Jiangwei Sun at the Karolinska Institute in Sweden and colleagues analyzed the health records of about 290,000 people in Sweden with Alzheimer’s disease and 1.4 million age- and sex-matched people who had not been diagnosed with the disease.
Among those diagnosed with Alzheimer’s before age 60, 17.4 percent had been treated in hospital for an infection at least five years earlier, compared with 9.8 percent of age-matched people without a diagnosis of Alzheimer’s. Alzheimer’s.
Bacterial infections and those of the urinary and genital organs were most strongly linked to an increased risk of Alzheimer’s disease, but viral, central nervous system and gastrointestinal infections were also seen.

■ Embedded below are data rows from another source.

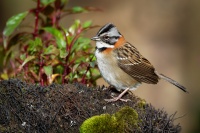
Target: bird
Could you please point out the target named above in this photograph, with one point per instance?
(121, 64)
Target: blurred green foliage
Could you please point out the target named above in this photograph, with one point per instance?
(50, 52)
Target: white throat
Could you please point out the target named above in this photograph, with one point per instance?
(101, 44)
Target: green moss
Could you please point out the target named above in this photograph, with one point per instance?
(121, 122)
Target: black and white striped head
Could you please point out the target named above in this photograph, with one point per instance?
(106, 37)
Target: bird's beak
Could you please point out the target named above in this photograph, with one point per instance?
(95, 38)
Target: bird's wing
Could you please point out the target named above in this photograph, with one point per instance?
(134, 64)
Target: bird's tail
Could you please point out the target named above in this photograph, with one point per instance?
(172, 82)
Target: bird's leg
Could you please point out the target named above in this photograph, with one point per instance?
(119, 97)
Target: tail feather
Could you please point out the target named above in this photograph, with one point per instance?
(173, 82)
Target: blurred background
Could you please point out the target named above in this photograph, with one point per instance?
(167, 33)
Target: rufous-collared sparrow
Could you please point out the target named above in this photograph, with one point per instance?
(121, 64)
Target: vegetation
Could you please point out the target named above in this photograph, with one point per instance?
(46, 52)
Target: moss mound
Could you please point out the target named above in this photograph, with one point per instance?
(63, 108)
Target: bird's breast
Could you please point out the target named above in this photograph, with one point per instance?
(113, 74)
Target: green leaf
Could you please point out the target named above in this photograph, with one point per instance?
(75, 25)
(13, 22)
(63, 53)
(60, 40)
(78, 9)
(92, 64)
(48, 70)
(87, 24)
(46, 2)
(29, 58)
(35, 45)
(51, 50)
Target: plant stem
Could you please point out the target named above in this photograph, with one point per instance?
(37, 11)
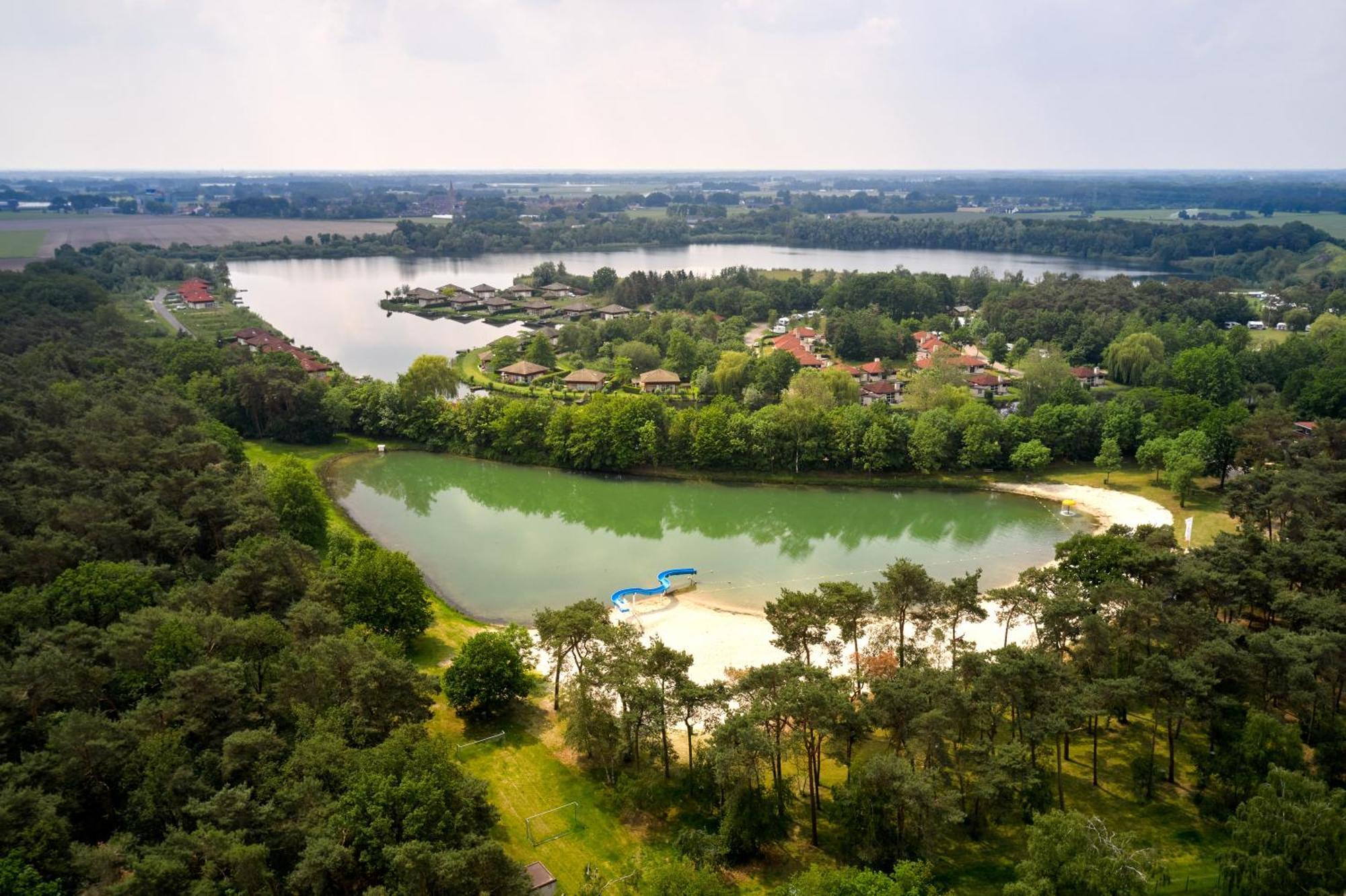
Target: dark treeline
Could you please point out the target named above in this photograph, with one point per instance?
(201, 688)
(1300, 192)
(1158, 244)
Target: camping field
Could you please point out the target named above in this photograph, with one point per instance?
(21, 244)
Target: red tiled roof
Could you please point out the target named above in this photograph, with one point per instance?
(659, 379)
(524, 369)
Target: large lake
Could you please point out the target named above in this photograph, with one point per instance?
(503, 542)
(333, 306)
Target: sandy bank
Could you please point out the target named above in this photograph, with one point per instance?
(1106, 505)
(719, 638)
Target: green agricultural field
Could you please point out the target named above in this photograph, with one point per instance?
(21, 244)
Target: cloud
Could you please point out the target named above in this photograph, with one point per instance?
(688, 84)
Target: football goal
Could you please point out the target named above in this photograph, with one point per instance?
(555, 823)
(458, 751)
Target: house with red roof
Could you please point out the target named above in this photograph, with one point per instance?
(929, 346)
(792, 344)
(873, 372)
(888, 392)
(1090, 377)
(196, 294)
(985, 384)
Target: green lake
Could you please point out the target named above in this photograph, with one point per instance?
(501, 542)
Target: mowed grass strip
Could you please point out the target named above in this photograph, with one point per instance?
(528, 773)
(21, 244)
(1205, 505)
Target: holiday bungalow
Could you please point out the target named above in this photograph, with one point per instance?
(873, 372)
(262, 341)
(1088, 377)
(465, 301)
(985, 384)
(523, 373)
(585, 380)
(613, 313)
(884, 392)
(659, 381)
(792, 345)
(535, 307)
(559, 291)
(971, 364)
(807, 336)
(196, 294)
(575, 310)
(427, 298)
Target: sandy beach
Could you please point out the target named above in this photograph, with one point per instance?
(719, 638)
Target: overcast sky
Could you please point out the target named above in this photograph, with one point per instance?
(672, 84)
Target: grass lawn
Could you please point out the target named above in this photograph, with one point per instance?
(21, 244)
(213, 324)
(1270, 337)
(1205, 507)
(526, 770)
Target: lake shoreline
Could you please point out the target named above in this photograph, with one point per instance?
(723, 634)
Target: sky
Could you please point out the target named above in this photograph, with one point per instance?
(573, 85)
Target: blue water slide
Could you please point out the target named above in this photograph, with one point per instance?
(625, 606)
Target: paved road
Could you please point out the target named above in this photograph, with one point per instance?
(162, 310)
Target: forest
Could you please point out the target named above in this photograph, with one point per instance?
(203, 688)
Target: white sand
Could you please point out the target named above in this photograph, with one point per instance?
(719, 638)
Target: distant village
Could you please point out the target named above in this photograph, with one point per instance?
(547, 309)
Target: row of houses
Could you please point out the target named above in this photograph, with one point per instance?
(263, 342)
(524, 373)
(515, 299)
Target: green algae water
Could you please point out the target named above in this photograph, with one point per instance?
(503, 542)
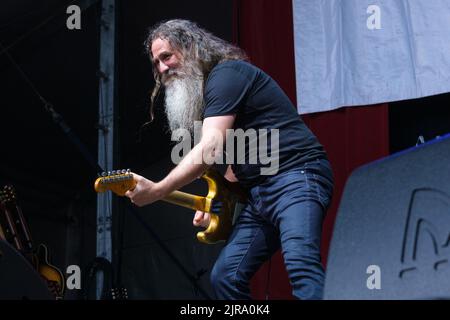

The researchers took into account differences in people’s education and their family history of neurodegenerative diseases and other conditions, including cardiovascular disease and diabetes.
Many previous studies have hinted at potential links between Alzheimer’s disease and specific pathogens, such as the herpes virus. The findings build on this by adding evidence that there is a general link between the infection and the condition.
“Despite the abundance of preclinical data… there are not many well-conducted observational studies in this area. Therefore, the findings of the current study should be viewed as an important addition,” he says. antonio dueros at McGill University in Montreal, Canada.
“The results are broadly consistent with the concept, supported by some 500 articles using a wide variety of approaches, that microbes play an important role in Alzheimer’s disease,” he says. ruth itzhaki at the University of Manchester, UK.
However, the results do not necessarily show that infections increase the risk of Alzheimer’s. Another possibility is that undetected early changes in the body due to Alzheimer’s disease may make people more prone to infections. Alternatively, other factors may have increased the risk of both Alzheimer’s disease and infections, such as immune dysfunction or alcohol or drug abuse, he says. Pyry sipilae at the University of Helsinki in Finland.
“To translate this work into clinical practice, we need to investigate whether strategies aimed at reducing infections reduce the risk of later dementia,” he says. Rutendo Muzambi at the London School of Hygiene and Tropical Medicine.